My personalized news site based on the book Programming Collective Intelligence

thorax · on March 12, 2008

I'm reading this book currently. A lot of it is covered in traditional AI courses in CS programs, but I like seeing the Pythonic representations of some of the concepts.

The site itself seems kind of neat, feels like you'd need to use it for a while to get it working well.

csmajorfive · on March 12, 2008

Cool site. I am working on the same thing (but for school/fun). You should look into Support Vector Machines as they are much better at text classification then kNN.

hashbucket · on March 14, 2008

I have looked into SVMs but I don't think they would work well in this case because: 1) A separate classifier would have to trained for each user and this would take too much resources. 2) I think an SVM would require too many training cases before it becomes useful.

If you know different, let me know.

hashbucket · on March 12, 2008

This is a personalized news site that I wrote in two months based on algorithms from the book Programming Collective Intelligence. Please tell me what you think.

It has two main features: the ability to identify related /similar links and suggestions/recommendations that actually work.

The basis for all of the algorithms is a document similarity metric presented in Chapter 3: Discovering Groups.

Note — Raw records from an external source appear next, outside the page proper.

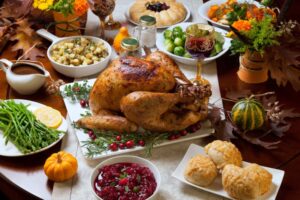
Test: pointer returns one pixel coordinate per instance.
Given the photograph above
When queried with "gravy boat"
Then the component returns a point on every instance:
(25, 84)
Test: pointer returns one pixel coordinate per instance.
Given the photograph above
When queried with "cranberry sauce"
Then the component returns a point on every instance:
(124, 181)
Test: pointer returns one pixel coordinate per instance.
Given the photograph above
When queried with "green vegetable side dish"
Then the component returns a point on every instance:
(20, 126)
(174, 42)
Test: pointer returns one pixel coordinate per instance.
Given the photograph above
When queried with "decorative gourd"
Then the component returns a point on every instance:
(60, 166)
(123, 33)
(248, 114)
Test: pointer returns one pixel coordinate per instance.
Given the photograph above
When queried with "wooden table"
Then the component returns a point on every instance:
(25, 177)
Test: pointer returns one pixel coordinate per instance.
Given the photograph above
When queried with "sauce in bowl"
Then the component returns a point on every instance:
(124, 181)
(23, 69)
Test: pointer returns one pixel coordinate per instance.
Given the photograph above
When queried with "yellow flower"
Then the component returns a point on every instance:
(42, 4)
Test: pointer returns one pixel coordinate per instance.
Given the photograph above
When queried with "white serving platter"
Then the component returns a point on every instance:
(75, 110)
(190, 61)
(127, 15)
(204, 8)
(216, 186)
(10, 150)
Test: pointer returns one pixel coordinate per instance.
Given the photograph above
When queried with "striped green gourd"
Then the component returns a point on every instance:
(248, 114)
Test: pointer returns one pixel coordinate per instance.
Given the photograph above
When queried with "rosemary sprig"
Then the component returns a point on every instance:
(104, 138)
(77, 91)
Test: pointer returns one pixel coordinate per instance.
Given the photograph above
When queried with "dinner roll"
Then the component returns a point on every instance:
(246, 183)
(223, 153)
(201, 171)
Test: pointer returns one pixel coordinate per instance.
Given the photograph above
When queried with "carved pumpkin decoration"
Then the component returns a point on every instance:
(60, 166)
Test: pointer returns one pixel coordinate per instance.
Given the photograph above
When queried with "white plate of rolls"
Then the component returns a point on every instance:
(218, 168)
(164, 19)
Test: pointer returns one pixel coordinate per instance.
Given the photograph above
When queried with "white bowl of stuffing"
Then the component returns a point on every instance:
(77, 56)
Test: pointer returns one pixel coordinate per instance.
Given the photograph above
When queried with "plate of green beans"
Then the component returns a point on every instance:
(21, 134)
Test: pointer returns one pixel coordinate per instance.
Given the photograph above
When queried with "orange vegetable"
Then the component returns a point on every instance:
(60, 166)
(212, 11)
(123, 33)
(242, 25)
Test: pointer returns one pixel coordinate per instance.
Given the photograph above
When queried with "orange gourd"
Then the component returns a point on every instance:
(60, 166)
(123, 33)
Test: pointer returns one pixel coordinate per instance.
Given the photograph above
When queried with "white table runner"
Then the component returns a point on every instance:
(165, 158)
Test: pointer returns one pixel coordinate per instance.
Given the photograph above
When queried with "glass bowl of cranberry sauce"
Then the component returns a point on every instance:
(125, 177)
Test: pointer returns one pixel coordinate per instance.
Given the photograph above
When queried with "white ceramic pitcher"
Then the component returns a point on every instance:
(24, 84)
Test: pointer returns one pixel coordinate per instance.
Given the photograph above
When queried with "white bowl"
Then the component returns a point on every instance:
(75, 71)
(127, 15)
(128, 159)
(203, 10)
(190, 61)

Basically, to compare document A with document B, we calculate the Pearson correlation coefficient between the word frequencies of document A and the word counts of document B. (You can imagine this as plotting a series of points of a graph: each point's x coordinate is its frequency in document A and each point's Y coordinate is its frequency in document B. The Pearson correlation coefficient is a measure of how well the line-of-best-fit fits the points.)

Using this similarity metric, links can be clustered together using K-means clustering. This is what you get when you click on “related” at the bottom of each link. Clicking on “similar” gives the results of running K-NN. (“related” doesn't work as well as it could be right now because there are too few links for a link to be similar with, but this is an example of where it does work: http://fyynd.com/links/197/related/ “similar” usually works better right now.)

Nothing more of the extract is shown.